I've been debating writing this post for a while now as I think it can be misconstrued as being too negative and that is not the effect I'm trying to achieve here. I just want people to think about the actions they take when doing something that seems environmentally sound.
It all started when the National Lights Out day (aka Earth Hour) came about and I saw that many were participating in it as well as promoting it. I think it's a great event to get people together and make them feel like they are participating in something large that makes a statement. It can be argued that the event was more symbolic than anything, but there was one thing that was grinding my crackers.
The problem I had with it was how people were making up for the lack of lights/electricity/etc. Instead of going to bed early, many chose to light candles as an alternative. And, while I certainly get besotted by the mood of candlelight and the warm, cozy feeling it invokes, it doesn't come without environmental consequence.
Here's the trade-off: if you get your electricity from green sources* (wind, hydro, solar, etc.), switching over to a seemingly innocuous candle is a bit of mental legerdemain. Were the candles 100% beeswax or soy with a 100% cotton wick? Or were they the cheaper paraffin (fossil fuel) kind? Did they burn cleanly or did they actually contribute to increased carbon dioxide emissions?
For those of you not intimately knowledgeable about standard paraffin candles, paraffin** is essentially hydrocarbon, or a heavy alkane fraction distilled straight from crude oil. Even if 80% of your electricity comes from coal and fossil fuel fired power stations, burning candles is very polluting and certainly very greenhouse gas and carbon dioxide emissions intensive, even more so than electric lighting. In other words, for every paraffin candle that is burned to replace electric lighting during Earth Hour, greenhouse gas emissions over the course of the one hour are increased by 9.8 g of carbon dioxide.
And, for the record, beeswax candles can be considered "carbon neutral" in the sense that, even though it produces carbon dioxide when burned, it’s carbon that is naturally cycled through the ecospheric carbon cycle - not from fossil fuel. But throw in transportation and production energy costs and it gets a bit murky.

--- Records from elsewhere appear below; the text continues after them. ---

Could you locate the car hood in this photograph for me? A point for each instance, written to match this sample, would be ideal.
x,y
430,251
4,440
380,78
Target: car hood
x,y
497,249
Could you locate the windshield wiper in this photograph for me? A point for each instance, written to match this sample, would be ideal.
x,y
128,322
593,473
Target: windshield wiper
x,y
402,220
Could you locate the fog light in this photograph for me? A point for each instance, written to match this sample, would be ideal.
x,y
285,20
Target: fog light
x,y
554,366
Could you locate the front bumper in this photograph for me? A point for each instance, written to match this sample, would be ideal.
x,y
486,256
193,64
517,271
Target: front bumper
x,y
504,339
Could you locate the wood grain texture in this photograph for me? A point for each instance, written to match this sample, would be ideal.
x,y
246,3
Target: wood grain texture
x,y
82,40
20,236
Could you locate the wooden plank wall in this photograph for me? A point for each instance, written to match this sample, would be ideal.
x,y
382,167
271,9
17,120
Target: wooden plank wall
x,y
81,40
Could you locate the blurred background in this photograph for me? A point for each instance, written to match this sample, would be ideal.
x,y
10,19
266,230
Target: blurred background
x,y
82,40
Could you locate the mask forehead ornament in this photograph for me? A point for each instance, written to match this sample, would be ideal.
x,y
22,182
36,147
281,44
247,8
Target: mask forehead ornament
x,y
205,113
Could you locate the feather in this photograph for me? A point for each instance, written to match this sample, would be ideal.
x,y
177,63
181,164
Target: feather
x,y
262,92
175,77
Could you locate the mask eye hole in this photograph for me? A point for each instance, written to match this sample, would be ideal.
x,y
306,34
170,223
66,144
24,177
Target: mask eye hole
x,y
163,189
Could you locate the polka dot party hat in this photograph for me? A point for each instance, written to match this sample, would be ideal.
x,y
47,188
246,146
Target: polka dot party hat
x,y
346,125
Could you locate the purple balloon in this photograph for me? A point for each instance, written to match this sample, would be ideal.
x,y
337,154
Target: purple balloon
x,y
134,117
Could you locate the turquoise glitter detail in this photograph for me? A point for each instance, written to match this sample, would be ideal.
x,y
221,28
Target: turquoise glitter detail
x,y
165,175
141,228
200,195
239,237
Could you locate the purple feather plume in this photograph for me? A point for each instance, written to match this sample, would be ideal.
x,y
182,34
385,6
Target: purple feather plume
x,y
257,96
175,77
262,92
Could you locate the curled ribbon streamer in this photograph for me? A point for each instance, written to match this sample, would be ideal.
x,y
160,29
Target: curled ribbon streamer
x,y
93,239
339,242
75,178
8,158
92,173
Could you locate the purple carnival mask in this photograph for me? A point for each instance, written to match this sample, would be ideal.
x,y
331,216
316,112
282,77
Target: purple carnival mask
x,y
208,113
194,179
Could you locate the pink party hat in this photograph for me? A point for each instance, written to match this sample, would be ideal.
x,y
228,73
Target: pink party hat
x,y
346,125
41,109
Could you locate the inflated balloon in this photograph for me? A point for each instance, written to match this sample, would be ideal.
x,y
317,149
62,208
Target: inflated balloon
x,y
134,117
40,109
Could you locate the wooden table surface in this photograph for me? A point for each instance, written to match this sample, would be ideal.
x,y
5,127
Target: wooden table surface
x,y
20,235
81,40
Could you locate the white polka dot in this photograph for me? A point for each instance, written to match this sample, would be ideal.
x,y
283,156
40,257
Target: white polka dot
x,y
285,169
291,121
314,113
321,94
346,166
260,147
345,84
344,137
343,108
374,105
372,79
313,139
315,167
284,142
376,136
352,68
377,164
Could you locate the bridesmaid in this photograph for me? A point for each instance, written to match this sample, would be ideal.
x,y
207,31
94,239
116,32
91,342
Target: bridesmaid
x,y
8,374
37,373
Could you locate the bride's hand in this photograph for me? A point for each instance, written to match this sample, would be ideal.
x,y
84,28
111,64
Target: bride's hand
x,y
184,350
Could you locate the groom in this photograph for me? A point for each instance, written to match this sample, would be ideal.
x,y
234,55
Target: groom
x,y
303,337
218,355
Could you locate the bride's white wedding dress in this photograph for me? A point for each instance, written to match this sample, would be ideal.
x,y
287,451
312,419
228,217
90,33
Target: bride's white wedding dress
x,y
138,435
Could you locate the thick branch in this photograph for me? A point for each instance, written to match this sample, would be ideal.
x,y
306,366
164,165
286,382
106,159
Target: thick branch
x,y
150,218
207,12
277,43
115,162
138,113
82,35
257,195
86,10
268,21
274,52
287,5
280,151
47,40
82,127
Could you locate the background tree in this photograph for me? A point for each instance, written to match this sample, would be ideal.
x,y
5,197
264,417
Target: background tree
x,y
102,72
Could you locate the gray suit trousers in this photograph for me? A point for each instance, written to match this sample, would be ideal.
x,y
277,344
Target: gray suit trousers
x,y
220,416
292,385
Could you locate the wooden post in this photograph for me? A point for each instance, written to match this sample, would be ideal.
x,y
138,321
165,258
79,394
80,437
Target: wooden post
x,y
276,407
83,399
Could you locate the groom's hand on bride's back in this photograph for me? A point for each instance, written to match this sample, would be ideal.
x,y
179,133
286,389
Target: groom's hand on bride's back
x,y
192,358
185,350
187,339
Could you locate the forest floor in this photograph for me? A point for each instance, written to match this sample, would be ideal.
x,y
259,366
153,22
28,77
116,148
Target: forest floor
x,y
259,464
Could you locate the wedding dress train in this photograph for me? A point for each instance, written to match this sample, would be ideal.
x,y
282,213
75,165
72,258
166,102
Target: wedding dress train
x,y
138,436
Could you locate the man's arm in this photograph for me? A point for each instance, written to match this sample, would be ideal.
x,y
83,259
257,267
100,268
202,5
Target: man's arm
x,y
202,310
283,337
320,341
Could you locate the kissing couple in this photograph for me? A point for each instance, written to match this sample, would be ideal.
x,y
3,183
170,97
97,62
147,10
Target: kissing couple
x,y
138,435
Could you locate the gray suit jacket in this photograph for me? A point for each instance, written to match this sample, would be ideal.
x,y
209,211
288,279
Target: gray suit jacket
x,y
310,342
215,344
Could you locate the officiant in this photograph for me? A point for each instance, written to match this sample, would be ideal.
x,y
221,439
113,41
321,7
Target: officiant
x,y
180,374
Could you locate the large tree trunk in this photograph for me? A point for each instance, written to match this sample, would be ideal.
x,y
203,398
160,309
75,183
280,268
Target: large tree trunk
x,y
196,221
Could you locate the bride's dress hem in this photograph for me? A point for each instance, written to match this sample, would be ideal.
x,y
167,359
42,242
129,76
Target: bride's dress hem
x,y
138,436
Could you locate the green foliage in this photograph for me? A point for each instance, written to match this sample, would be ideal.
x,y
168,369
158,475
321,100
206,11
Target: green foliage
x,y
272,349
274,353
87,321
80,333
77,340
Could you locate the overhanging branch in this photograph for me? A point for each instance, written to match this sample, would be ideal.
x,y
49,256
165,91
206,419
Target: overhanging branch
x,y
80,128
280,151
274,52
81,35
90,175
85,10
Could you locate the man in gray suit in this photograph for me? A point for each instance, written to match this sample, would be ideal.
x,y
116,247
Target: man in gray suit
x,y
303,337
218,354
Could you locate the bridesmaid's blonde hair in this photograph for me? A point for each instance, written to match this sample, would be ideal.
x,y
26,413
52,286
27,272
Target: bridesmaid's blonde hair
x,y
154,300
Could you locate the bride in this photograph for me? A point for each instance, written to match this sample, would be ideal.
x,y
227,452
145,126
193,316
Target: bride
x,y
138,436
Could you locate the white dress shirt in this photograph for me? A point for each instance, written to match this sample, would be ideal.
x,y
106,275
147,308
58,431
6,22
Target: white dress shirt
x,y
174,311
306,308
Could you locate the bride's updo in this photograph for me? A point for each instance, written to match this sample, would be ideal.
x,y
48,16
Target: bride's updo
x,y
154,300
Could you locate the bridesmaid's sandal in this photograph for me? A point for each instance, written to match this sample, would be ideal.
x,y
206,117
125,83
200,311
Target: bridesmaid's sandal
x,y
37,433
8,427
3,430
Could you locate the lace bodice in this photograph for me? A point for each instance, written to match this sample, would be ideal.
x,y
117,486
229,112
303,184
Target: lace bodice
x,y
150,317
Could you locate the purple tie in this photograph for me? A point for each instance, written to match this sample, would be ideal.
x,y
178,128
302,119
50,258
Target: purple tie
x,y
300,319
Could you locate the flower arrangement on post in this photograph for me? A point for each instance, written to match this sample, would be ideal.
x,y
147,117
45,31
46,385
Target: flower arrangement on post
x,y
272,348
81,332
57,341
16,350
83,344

So, what was more of an impact? Clearly the total impact is dependent on what the originating source of electricity was as well as the candle choice, but why wasn't this addressed by any of the organizers? At the very least, I didn't see anything about it nor did I notice it mentioned on the blogs of those who participated. If you really want to make a statement about electricity usage, then it should have been all lights out!
Finally, did you put much thought into the alternative you were choosing? If you didn't, would you do things differently after reading this? If you didn't participate, would you consider this in the future when making a candle choice?
*Yes, I realize that there are some environmental consequences to the wind and hydro, but they are considerably smaller than that from nuclear, coal or other fossil fuel driven lighting.
**For all the nitty gritty explanations, science and physics that I've included here, please refer to the originating sources.